Advent 2016 Day 22
What an amazing string of names in Isaiah 9:6. From “Wonderful counselor” and “Mighty God,” we move to the third name connected to the coming Messiah and that is “Everlasting Father.” These were radical names attached to the One we would simply call “Jesus.” But each of these names describes some aspect of the nature and character of the child of Bethlehem.
Everlasting Father tells us some things about Jesus. He was not coming simply to be an ordinary ruler who would exercise power and authority over His subjects. He was going to be more than that… a protector, a provider… a “father.”
I am convinced the longer I am in ministry that most of the problems in our culture could be solved if we could deal with the issue of fatherhood in our men. Men in our culture tend to be individuals who either were never “fathered” in a healthy way (if at all, other than biologically), or men who were never discipled in their faith.
We can fix the part about not being discipled. It’s harder to address the issue of not being fathered. The fallen world around us has tried for decades to make the role of fathers in a family either unnecessary or as done poorly by some bumbling fool (think Homer Simpson).

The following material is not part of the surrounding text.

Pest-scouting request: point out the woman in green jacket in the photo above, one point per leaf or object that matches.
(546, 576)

Sadly there are many who cannot say they knew their father at all, or if they did some wish they hadn’t. To fail in this role is a tragic failure indeed.
Jesus came to meet that need… in fact, to fill that void that some feel. If you had a wonderful, faithful father that you could love, respect and look up to, be grateful. There are many who do not. But if you are among those who did not, Jesus came to be an “Everlasting Father;” One who cares, provides, protects and doesn’t leave.
And just imagine for a moment being the child of a president or a king… a person in high office… who you could call “Father.” That is what we have in our Savior…
… an everlasting Father.
FOR MEDITATION: Anyone who has seen Me has seen the Father. John 14:9
FOR REFLECTION: In some parts of the world, Santa Claus is called “Father Christmas.” This legend, derived from the story of St. Nicholas, expresses belief in someone who is bigger than life and full of benevolence and magical charm. But there is an everlasting Father who does exist. And it is that Father that Jesus came to reveal to us at Christmas!